Uh, breaker 1-9, we got a mounty at exit 128. Watch yer back door. Roger. :rofl: Those were the days. Fun talking with the truckers.


----------



## PABS (Apr 3, 2003)

hey what's your 20 good buddy...watch them double nickels :rofl:


----------



## Cowboy Bebop (May 17, 2003)

:rofl: good numbers to ya, we down we gone we bye bye.


----------



## The Roadstergal (Sep 7, 2002)

Truckers can be very helpful. :thumbup: We had one when I was younger.


----------



## Pinecone (Apr 3, 2002)

To clarify, the police may monitor CB in some areas to allow them to respond to calls for help, they do NOT normally talk on them.

Although in the old days a few were known to give false "All Clear" reports to lure people into a speed trap.

What you want to monitor the police is a scanner. And nowdays you need a pretty good one as many police departments are using 800 MHz turnked systems. WHich are like cell phones in that they work over a number of frequencies and hop around. 

You need a scanner that can follow the skipping.

There have been some threads on listening systems.


----------



## tgravo2 (Dec 7, 2002)

I just think it would be ugly in the car, but would work


----------



## The Roadstergal (Sep 7, 2002)

The Roadstergal said:


> Truckers can be very helpful. :thumbup: We had one when I was younger.


We had a CB radio, not a trucker. :banghead:


----------



## joema (Aug 28, 2002)

The newer UHF FM FRS radios were intended to replace traditional CB (which is AM or SSB). From a technology standpoint they're far superior, but I don't know if truckers use them. I think the FRS design precludes adding an amplifier or external antenna (which was the FCC's intent) -- there's no external antenna connection.

For more info see http://www.frsradios.com/ or do a Google Search on "frs radios".

Besides 2-way radios your best bet is probably a mobile police scanner.

Uniden used to make one shaped like a radar detector called the BCT-10. You could probably find one somewhere:

http://www.strongsignals.net/access/content/rr_bct-10.html

Here's a scanner with similar functionality:

http://www.uniden.com/productpop/00_productpop.cfm?prd_code=BCT7


----------



## Chaaaosss (Feb 9, 2003)

The Roadstergal said:


> We had a CB radio, not a trucker. :banghead:


Dammit. I was just going to post something about having to feed them.


----------



## JonW (Jan 6, 2002)

Pinecone said:


> To clarify, the police may monitor CB in some areas to allow them to respond to calls for help, they do NOT normally talk on them.
> 
> Although in the old days a few were known to give false "All Clear" reports to lure people into a speed trap.
> 
> ...


Interesting- thanks! All I know is what I read in that book. I think the book is about 10-12 years old now. So I guess a CB radio on channel 19 won't help much. If it did tell you where the speed traps were, I thought that might be amusing to have on long road trips- both listen for cops and dial up the other channels to see what other interesting things there are out there going on. Just a $50 or $100 toy, basically.

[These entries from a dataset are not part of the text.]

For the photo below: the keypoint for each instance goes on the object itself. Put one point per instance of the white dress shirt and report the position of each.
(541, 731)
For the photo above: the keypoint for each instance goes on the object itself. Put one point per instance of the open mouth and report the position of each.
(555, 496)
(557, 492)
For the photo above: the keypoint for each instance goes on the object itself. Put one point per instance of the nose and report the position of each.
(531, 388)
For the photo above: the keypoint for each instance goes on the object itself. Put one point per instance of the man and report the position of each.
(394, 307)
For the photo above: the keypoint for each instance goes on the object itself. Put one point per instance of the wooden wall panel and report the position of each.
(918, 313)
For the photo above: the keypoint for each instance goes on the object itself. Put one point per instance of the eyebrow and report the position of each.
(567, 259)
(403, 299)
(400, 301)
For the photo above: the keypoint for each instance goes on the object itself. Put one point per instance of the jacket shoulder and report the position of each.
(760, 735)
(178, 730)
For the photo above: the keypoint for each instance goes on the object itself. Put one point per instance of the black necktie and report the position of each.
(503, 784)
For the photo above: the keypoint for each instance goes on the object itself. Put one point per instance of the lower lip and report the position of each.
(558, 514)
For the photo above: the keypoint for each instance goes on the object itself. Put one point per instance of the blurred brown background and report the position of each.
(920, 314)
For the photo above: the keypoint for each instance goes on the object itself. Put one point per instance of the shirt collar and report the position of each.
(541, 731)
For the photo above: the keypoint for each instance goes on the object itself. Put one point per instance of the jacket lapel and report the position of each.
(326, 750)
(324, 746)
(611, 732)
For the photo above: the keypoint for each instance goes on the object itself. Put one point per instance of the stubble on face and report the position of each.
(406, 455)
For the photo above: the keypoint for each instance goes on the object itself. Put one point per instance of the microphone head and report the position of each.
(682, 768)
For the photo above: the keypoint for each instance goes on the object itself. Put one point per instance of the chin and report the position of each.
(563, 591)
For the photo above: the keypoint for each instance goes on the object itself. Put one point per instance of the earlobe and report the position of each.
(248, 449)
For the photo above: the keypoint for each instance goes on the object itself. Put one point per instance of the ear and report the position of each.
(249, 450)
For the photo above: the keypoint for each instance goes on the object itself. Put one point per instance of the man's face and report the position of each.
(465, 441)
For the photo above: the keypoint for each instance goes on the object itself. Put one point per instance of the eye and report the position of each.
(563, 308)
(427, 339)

Maybe a scanner is the way to go if I want to avoid speed traps. But that would only get police broadcasts. Probably not as interesting as being able to listen to all the channels out there. Just a scanner sounds a bit boring, I guess.


----------



## Pinecone (Apr 3, 2002)

CB can be entertaining, and actually useful.

But a good radar detector would be my first piece, then the scanner, then teh CB.


----------



## xtremeamerica (Jul 6, 2011)

*Big 10-4*

Up here we use 10-400 or just 400 to report the locations of the Smokey's.

That was the 10 code used by the local public bus there I used to live [before moving in with my fiancee] so the driver could warn each other of speed traps sincde theyh paid there own fines and the bus company didnt reimberse them.

There's also http://speedtrap.org.

[I-81 PA exit 100 & people coming into Pine Grove. Myself (Xtreme America or U. S. A. - 1) and my fiancee (Smart Ass) monitor C.B. 1-9] :thumbup:


----------



## drrpm (Feb 9, 2010)

If your front door is the white knight you may be in trouble.


----------



## xtremeamerica (Jul 6, 2011)

drrpm said:


> If your front door is the white knight you may be in trouble.


10-9? WHAT? :dunno:


----------



## cwsqbm (Aug 4, 2004)

We used to have CBs to communicate amongst vehicles during road trips. Cell phones made them irrelevant.


----------



## tagheuer (Jun 10, 2004)

I would be careful about driving around with a police scanner in your car...

I think it is illegal in some jurisdictions in Michigan...I remember a while back, 5-10 years ago, there were a group of professional theives driving around committing home invasions...and they had a police scanner and they knew exactly when the call came in, how long it would take them to respond and which roads they were using to arrive at the scene.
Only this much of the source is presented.